By Cole Smithey
Modern cinema's foremost agent provocateur Lars von Trier ("Breaking The Waves") dispatches the second film in his trilogy of movies about America. As the sequel to "Dogville," "Manderlay" shows von Trier learning from the first film's stylistic mistakes to make an ambitious and thought-provoking allegory about the ways in which "slavery" in America was never truly abolished, but rather converted to a different condition of capitalist hegemony. Elder statesman Danny Glover ("Boseman And Lena") gives an outstanding performance in this potent piece of lively cinematic dramaturgy.
Q: How do you perceive Lars’ approach to the American dream, or nightmare as the case may be?
DG: Let’s take purely the example of the fact that this idea of democracy in America was built on the backs of slaves. The whole idea of capital formation and capitalism on the eve of the industrial revolution was built on the back of slavery. So, all of the articles of freedom and democracy come out of that particular context and they remain so. Very little changed for those former slaves after the emancipation of 1864, and the end of the Civil War, in any kind of context until the Civil Rights Movement. So, we’re talking almost a hundred years after the end of the most brutal conflict in American history that things began to mutate to a different kind of relationship.
Lars von Trier’s film takes place in a particular period in the industrial revolution and expansion of capital within the United States where racism, the lynching of black men and the conscription of black men into forced slavery, was still a major part of the labor pool within the South. Lars Von Trier has brought up these issues and asked us to revisit these issues that are not purely indigenous to the United States Of America. They are issues, like racial profiling, that are indigenous to people of Asian decent, Muslim decent, etc.
This film has the courage to bring those questions up and deal with them within a framework, with which we should be comfortable as artists because the realm of our whole existence is our imagination as individuals within our historical and social framework.
The whole idea of art is to elevate the human experience – to create bridges where we can enhance the human experience, where we can elevate people’s ways of accepting ourselves and talk about how we can enhance who we can be – not diminish who we can be.
Q : Why do you think there aren't more movies that address slavery?
DG: That’s a question to ask the many studios and filmmakers that make more than 400 films a year why there are not that many movies about slavery. I would venture to say that part of the reason is that we have no constructive way to have an honest conversation about the aftermath of slavery – what is the historical legacy of slavery?
We're 51 years after the Brown versus the Board of Education, which is the landmark decision by the Supreme Court allowing desegregation. Right now, 70% of African American kids still go to segregated schools – as many, or more, than did 50 years ago. We have a population of African Americans who are incarcerated in jails, which represent more African American men than are in college.
Q: What are the reasons for that?
DG: It would be extraordinary for filmmakers, and for culture, to begin to unravel and ask questions around that phenomenon.
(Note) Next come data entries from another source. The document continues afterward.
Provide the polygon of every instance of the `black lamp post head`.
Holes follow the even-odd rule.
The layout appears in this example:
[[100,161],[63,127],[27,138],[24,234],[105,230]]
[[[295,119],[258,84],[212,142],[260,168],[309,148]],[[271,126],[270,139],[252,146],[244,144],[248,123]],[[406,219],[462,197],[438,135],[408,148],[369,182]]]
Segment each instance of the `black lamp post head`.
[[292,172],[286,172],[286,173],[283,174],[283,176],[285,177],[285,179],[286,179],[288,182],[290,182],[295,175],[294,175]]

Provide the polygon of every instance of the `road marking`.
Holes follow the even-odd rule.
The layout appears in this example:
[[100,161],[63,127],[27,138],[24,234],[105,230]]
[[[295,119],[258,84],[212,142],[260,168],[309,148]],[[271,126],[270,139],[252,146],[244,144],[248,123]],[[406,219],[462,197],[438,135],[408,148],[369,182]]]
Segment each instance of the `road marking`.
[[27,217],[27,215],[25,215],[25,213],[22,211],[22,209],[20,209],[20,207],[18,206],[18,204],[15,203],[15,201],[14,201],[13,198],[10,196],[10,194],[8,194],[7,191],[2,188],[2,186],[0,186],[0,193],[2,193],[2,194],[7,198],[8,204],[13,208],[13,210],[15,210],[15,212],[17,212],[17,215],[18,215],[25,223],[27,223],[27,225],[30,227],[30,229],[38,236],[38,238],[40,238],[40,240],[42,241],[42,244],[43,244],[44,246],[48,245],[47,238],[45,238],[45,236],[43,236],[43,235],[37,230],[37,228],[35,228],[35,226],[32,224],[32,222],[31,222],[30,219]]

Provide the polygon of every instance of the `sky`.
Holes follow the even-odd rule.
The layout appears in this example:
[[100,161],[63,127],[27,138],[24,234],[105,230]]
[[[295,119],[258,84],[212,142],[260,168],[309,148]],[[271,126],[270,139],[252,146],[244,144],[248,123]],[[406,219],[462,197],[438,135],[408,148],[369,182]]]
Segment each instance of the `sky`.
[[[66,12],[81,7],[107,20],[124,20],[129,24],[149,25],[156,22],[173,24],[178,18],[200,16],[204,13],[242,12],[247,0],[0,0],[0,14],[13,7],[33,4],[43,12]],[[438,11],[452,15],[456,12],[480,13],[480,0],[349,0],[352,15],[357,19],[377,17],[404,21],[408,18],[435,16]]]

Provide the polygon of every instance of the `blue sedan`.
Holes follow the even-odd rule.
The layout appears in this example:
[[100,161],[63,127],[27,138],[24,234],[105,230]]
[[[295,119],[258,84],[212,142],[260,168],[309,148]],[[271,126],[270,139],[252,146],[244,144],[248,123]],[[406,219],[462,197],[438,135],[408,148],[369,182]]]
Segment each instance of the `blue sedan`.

But there isn't any kind of comprehensive mechanism, or framework of dialogue to deal with the issue. That’s always been the issue. Those who have tried to prescribe or try to institute a framework for looking at the issue have often been assassinated when they looked at it. Martin Luther King began to talk about the relationship, not only of slavery and its aftermath but also, the political dynamics and framework of materialism, militarism and racism. Upon that effort he was assassinated, and many others who have talked about these issues have been silenced in the process.
So, the question is how do we begin to talk about that issue? The issue is not only happening to African Americans, but it is happening to other poor people of color. That affects not only what happens in my country but also what happens around the world. Only 40% of films in France are French, the other 60% are American films. In Canada, 80% of the films are American, so you see this global dominance of one culture. There are extraordinary movements around the issue of cultural democracy which is happening around the world supported by UNESCO [United Nations Educational, Scientific And Cultural Organization] and many other nations and people who are trying to retain their own identity of who they are as a nation.
We understand that the choices that are being made, as to what stories are being told and why those stories are being told, is because they reinforce certain ideas and reinforce a certain relationship and paradigm.